Dès lundi, nombreux sont ceux qui ont salué cette victoire, notamment en Europe. Herman Van Rompuy, président de l’UE, et José Manuel Barroso, président de la Commission européenne, ont ainsi félicité abondamment le Premier ministre turc, appelant dans un communiqué commun au « renforcement des institutions démocratiques » et à la « modernisation du pays ». Il est pourtant à signaler que les problématiques européennes ont été très occultées durant la campagne électorale, beaucoup d’électeurs n’espérant plus grand chose de Bruxelles. Ainsi, l’Europe n’est plus au cœur des priorités turques (mais l’a-t-elle jamais été ?), et c’est aujourd’hui le projet de nouvelle Constitution qui est au cœur de la vie politique turque.

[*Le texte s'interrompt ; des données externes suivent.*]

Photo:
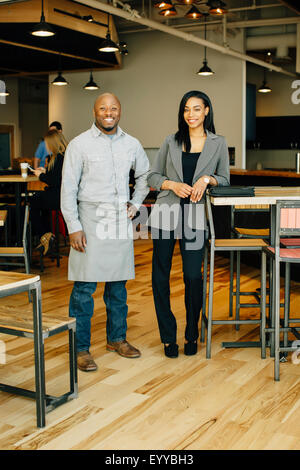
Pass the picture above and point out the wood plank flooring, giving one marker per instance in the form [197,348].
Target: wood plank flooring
[228,402]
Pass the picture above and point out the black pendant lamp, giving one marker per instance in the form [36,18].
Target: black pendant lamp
[91,85]
[108,45]
[217,7]
[193,13]
[42,29]
[168,11]
[205,70]
[60,80]
[264,88]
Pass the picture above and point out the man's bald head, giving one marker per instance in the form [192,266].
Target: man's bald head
[107,112]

Pourtant, cette victoire électorale n’est pas totale pour l’AKP qui n’obtient pas la majorité des deux tiers, majorité nécessaire pour pouvoir modifier la Constitution sans avoir à négocier avec les partis d’opposition. L’AKP ne possède en effet que 326 sièges au Parlement et n’a pas atteint le chiffre fatidique des 330 sièges. M. Erdogan a ainsi déclaré que « la nouvelle Constitution doit se faire par le compromis, la consultation et la négociation » selon les vœux du peuple, ajoutant que son parti et lui iraient « vers l’opposition » en vue de négocier. Mais déjà, les projets de refonte de la Constitution d’Erdogan sont critiqués de toute part, certains craignant qu’il ne crée un système politique à la tête duquel il pourrait se hisser et mettre à exécution des prétendues ambitions autocratiques. Si le Parti républicain du peuple CHP (centre gauche) est arrivé en seconde position, l’AKP pourrait devoir discuter essentiellement avec le parti pro kurde BDP en vue d’un accord, bien que celui-ci puisse poser ses conditions et demander un statut d’autonomie pour le peuple kurde (représentant 12 à 15 millions d’habitants en Turquie).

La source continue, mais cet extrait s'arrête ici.